Backing up to a previous restart

If a run encounters problems and crashes, the user will normally have to back up to a previous restart. Assuming that short-term archiving is enabled, the user needs to find the latest $DOUT_S_ROOT/rest/yyyy-mm-dd-ssss/ directory that was create and copy the contents of that directory into their run directory ($RUNDIR). The user can then continue the run and these restarts will be used. It is important to make sure the new rpointer.* files overwrite the rpointer.* files that were in $RUNDIR, or the job may not restart in the correct place.

Occasionally, when a run has problems restarting, it is because the rpointer files are out of sync with the restart files. The rpointer files are text files and can easily be edited to match the correct dates of the restart and history files. All the restart files should have the same date.

Data flow during a model run

All component log files are copied to the directory specified by the env_run.xml variable $LOGDIR which by default is set to $CASEROOT/logs. This location is where log files are copied when the job completes successfully. If the job aborts, the log files will NOT be copied out of the $RUNDIR directory.

Once a model run has completed successfully, the output data flow will depend on whether or not short-term archiving is enabled (as set by the env_run.xml variable, $DOUT_S). By default, short-term archiving will be done.

No archiving

If no short-term archiving is performed, then all model output data will remain in the run directory, as specified by the env_run.xml variable, $RUNDIR. Furthermore, if short-term archiving is disabled, then long-term archiving will not be allowed.

Short-term archiving

If short-term archiving is enabled, the component output files will be moved to the short term archiving area on local disk, as specified by $DOUT_S_ROOT. The directory DOUT_S_ROOT is normally set to $EXEROOT/../archive/$CASE. and will contain the following directory structure:


atm/
    hist/ logs/
cpl/ 
    hist/ logs/
glc/ 
    logs/
ice/ 
    hist/ logs/
lnd/ 
    hist/ logs/
ocn/ 
    hist/ logs/
rest/ 
    yyyy-mm-dd-sssss/
    ....
    yyyy-mm-dd-sssss/

hist/ contains component history output for the run.
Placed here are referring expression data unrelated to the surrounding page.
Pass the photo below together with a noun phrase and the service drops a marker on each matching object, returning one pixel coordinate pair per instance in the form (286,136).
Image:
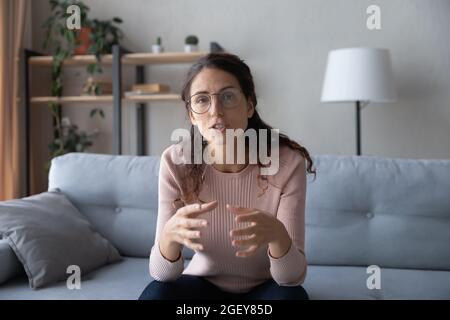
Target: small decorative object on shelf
(157,48)
(147,88)
(191,43)
(94,87)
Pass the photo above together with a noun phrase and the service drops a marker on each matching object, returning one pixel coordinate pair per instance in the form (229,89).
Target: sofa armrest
(10,266)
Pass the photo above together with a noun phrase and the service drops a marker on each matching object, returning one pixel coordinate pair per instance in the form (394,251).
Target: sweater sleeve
(290,269)
(160,268)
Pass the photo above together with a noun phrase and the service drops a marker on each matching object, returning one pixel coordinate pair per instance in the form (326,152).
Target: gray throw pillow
(9,265)
(48,234)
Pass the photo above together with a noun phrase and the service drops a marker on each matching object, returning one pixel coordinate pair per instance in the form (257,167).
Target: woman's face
(211,80)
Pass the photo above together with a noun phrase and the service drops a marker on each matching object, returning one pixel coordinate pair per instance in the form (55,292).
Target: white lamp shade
(358,74)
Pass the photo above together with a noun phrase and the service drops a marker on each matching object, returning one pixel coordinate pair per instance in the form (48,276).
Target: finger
(240,210)
(193,223)
(190,234)
(198,208)
(251,241)
(247,253)
(249,217)
(243,231)
(191,245)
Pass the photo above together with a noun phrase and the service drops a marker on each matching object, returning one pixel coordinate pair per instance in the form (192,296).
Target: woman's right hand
(181,229)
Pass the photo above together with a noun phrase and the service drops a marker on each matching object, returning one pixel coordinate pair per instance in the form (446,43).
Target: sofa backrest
(364,210)
(359,211)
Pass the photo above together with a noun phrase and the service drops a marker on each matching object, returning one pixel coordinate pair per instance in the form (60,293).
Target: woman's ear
(191,117)
(250,109)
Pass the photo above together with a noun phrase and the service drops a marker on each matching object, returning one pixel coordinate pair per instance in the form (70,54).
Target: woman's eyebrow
(204,91)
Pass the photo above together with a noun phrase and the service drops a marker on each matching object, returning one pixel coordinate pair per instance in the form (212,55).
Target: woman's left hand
(264,229)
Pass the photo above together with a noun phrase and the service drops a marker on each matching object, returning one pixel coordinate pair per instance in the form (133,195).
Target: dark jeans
(188,287)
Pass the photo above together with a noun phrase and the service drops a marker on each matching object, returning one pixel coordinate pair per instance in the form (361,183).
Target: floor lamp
(358,75)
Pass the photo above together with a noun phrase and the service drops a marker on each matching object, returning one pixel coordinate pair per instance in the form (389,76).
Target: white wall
(286,45)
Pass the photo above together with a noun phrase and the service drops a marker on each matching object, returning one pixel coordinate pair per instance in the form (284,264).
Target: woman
(247,229)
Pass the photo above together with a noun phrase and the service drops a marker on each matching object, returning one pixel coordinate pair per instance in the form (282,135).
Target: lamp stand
(358,128)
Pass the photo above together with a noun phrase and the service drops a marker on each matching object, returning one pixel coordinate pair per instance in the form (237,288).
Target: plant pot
(190,47)
(83,42)
(156,48)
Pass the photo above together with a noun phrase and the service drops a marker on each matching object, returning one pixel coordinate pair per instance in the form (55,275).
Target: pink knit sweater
(217,263)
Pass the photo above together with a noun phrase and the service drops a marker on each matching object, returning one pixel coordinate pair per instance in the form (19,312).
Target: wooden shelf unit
(120,57)
(108,98)
(127,59)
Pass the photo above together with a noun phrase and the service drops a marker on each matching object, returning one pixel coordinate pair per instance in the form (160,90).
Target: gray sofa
(360,211)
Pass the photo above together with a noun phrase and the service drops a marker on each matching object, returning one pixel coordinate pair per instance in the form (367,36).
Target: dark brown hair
(238,68)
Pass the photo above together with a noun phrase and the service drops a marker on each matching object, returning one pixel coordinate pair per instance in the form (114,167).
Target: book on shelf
(149,88)
(141,93)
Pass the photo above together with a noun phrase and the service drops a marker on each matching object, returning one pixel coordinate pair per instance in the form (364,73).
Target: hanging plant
(62,42)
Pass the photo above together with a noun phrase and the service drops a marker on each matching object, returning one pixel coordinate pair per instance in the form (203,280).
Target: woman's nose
(216,106)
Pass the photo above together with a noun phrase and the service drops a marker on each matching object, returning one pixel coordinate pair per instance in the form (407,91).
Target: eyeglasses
(201,102)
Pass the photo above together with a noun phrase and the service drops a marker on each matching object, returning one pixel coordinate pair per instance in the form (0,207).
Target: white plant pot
(156,48)
(190,48)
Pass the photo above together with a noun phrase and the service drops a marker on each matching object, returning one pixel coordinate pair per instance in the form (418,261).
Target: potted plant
(157,48)
(191,43)
(62,42)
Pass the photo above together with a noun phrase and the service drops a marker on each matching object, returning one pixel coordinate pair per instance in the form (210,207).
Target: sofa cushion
(117,194)
(368,210)
(346,282)
(127,279)
(48,234)
(123,280)
(9,264)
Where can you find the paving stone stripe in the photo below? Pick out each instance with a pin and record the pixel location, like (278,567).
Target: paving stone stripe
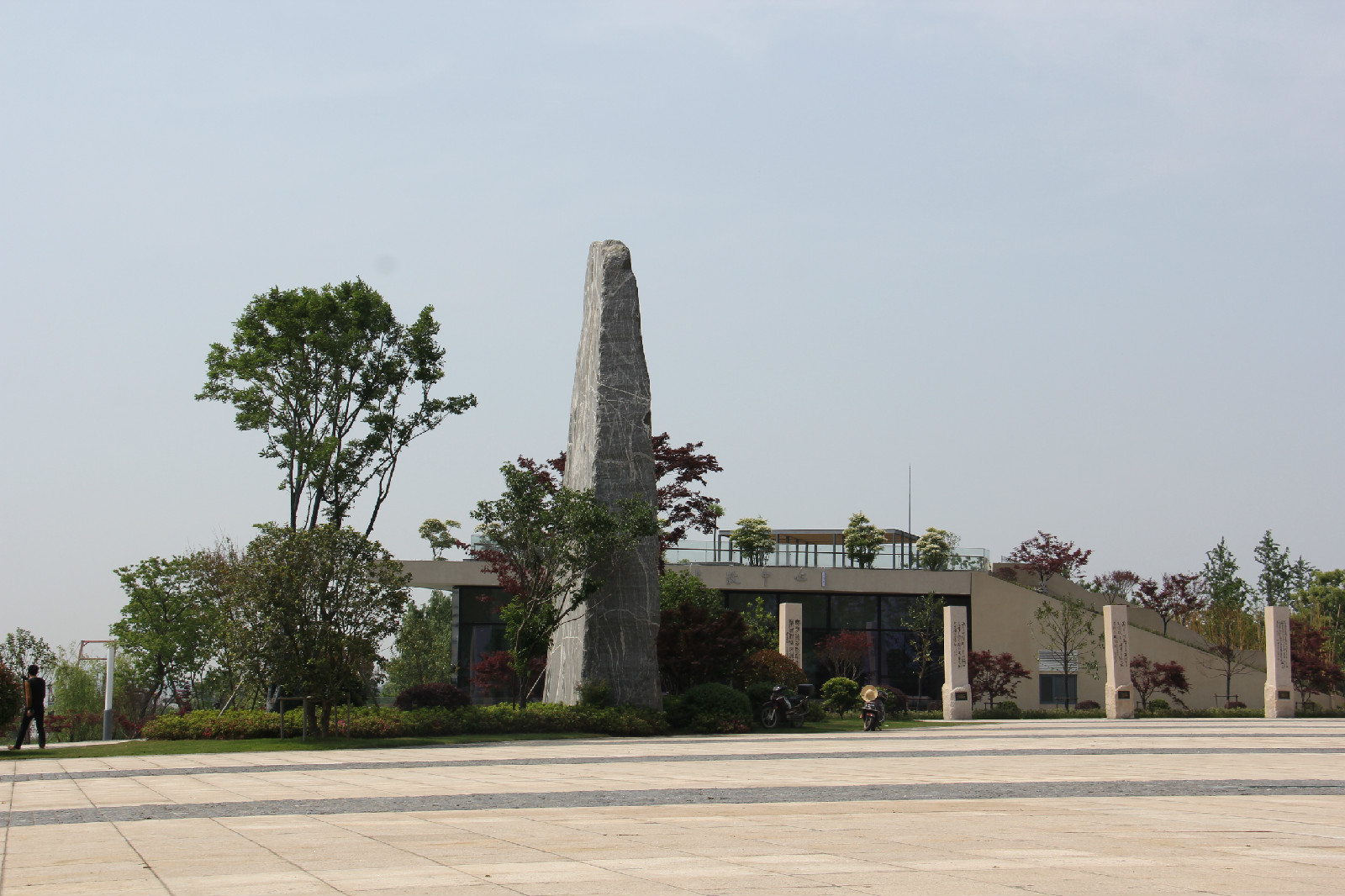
(654,757)
(681,797)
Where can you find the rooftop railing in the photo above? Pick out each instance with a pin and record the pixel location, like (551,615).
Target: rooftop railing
(822,556)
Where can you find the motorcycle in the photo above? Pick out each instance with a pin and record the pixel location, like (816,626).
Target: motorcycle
(780,707)
(873,712)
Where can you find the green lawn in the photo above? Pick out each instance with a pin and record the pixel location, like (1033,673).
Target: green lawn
(269,744)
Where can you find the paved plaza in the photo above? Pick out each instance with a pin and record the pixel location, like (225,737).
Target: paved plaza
(1190,806)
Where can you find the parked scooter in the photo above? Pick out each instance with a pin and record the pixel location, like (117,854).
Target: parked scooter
(780,707)
(873,712)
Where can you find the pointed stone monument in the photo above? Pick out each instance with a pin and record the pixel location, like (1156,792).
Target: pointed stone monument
(614,636)
(957,683)
(1279,683)
(1121,693)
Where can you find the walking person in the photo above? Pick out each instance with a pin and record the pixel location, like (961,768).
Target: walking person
(34,705)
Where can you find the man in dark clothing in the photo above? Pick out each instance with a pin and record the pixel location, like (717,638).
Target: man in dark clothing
(34,705)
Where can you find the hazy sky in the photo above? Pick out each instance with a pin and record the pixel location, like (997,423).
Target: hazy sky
(1079,264)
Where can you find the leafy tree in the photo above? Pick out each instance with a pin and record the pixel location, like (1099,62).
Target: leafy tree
(1047,556)
(167,629)
(753,540)
(324,376)
(1279,579)
(1324,606)
(1064,626)
(11,696)
(423,653)
(925,625)
(545,544)
(1149,678)
(845,653)
(439,533)
(1311,669)
(683,508)
(864,541)
(697,646)
(1120,586)
(320,603)
(1224,586)
(1179,596)
(936,549)
(677,588)
(763,625)
(994,676)
(22,649)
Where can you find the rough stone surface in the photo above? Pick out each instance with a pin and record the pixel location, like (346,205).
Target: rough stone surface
(1279,683)
(614,638)
(1121,694)
(957,683)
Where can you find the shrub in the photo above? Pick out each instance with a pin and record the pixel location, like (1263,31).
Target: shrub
(11,696)
(773,667)
(430,696)
(840,696)
(383,721)
(596,693)
(712,709)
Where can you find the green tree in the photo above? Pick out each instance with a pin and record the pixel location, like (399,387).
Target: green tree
(167,629)
(423,651)
(681,587)
(925,625)
(24,649)
(753,540)
(864,541)
(319,604)
(763,625)
(439,533)
(936,548)
(324,376)
(545,544)
(1066,629)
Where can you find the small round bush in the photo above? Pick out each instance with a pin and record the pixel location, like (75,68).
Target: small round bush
(840,696)
(432,696)
(712,709)
(596,693)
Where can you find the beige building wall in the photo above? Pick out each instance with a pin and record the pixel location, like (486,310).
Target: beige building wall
(1002,616)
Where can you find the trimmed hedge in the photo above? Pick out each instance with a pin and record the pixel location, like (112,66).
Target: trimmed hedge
(383,721)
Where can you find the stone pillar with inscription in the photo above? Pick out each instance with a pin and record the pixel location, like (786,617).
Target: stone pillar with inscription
(957,685)
(1279,687)
(1121,693)
(791,633)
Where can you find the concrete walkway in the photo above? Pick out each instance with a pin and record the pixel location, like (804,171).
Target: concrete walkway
(1183,806)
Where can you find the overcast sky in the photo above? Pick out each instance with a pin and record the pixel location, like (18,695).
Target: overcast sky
(1079,266)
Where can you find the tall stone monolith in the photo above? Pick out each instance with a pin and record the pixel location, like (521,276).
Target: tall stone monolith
(1121,693)
(614,636)
(957,683)
(1279,683)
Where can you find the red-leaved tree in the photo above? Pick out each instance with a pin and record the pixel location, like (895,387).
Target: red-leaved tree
(1047,556)
(1120,584)
(994,676)
(681,505)
(845,653)
(1147,678)
(1313,670)
(1177,598)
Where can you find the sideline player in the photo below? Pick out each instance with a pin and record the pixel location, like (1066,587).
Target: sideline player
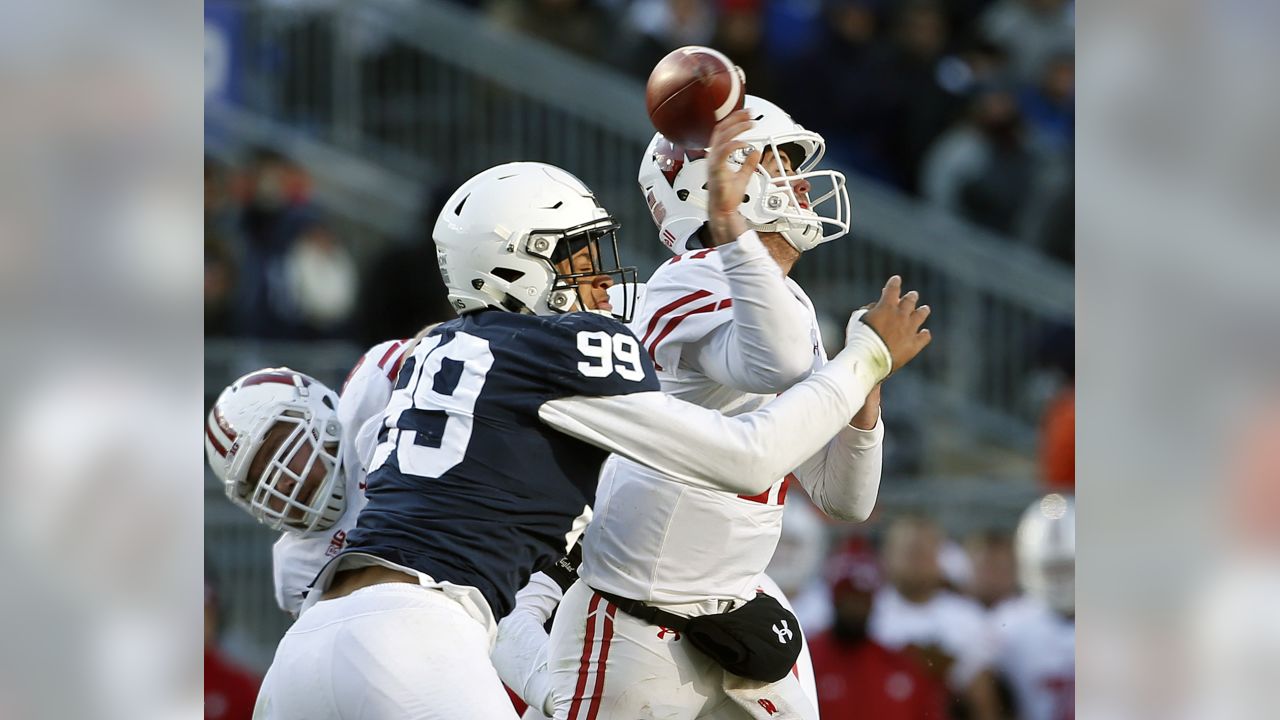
(492,443)
(731,347)
(1036,647)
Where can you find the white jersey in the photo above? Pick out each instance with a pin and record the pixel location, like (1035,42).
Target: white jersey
(1036,654)
(955,624)
(657,540)
(296,557)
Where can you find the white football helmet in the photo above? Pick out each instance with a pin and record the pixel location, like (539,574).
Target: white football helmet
(502,232)
(1046,551)
(673,181)
(237,432)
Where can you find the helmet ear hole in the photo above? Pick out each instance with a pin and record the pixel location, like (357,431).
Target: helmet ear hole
(508,274)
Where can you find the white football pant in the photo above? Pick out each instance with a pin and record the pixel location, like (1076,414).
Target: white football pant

logs/ contains component log files created during the run. In addition to $LOGDIR, log files are also copied to the short-term archiving directory and therefore are available for long-term archiving.

rest/ contains a subset of directories that each contain a consistent set of restart files, initial files and rpointer files. Each sub-directory has a unique name corresponding to the model year, month, day and seconds into the day where the files were created (e.g. 1852-01-01-00000/). The contents of any restart directory can be used to create a branch run or a hybrid run or back up to a previous restart date.

Long-term archiving

For long production runs that generate many giga-bytes of data, the user normally wants to move the output data from local disk to a long-term archival location. Long-term archiving can be activated by setting $DOUT_L_MS to TRUE in env_run.xml. By default, the value of this variable is FALSE, and long-term archiving is disabled. If the value is set to TRUE, then the following additional variables are: $DOUT_L_MSROOT, $DOUT_S_ROOT DOUT_S (see variables for output data management ).

As was mentioned above, if long-term archiving is enabled, files will be moved out of $DOUT_S_ROOT to $DOUT_L_ROOT by $CASE.$MACH.l_archive,, which is run as a separate batch job after the successful completion of a model run.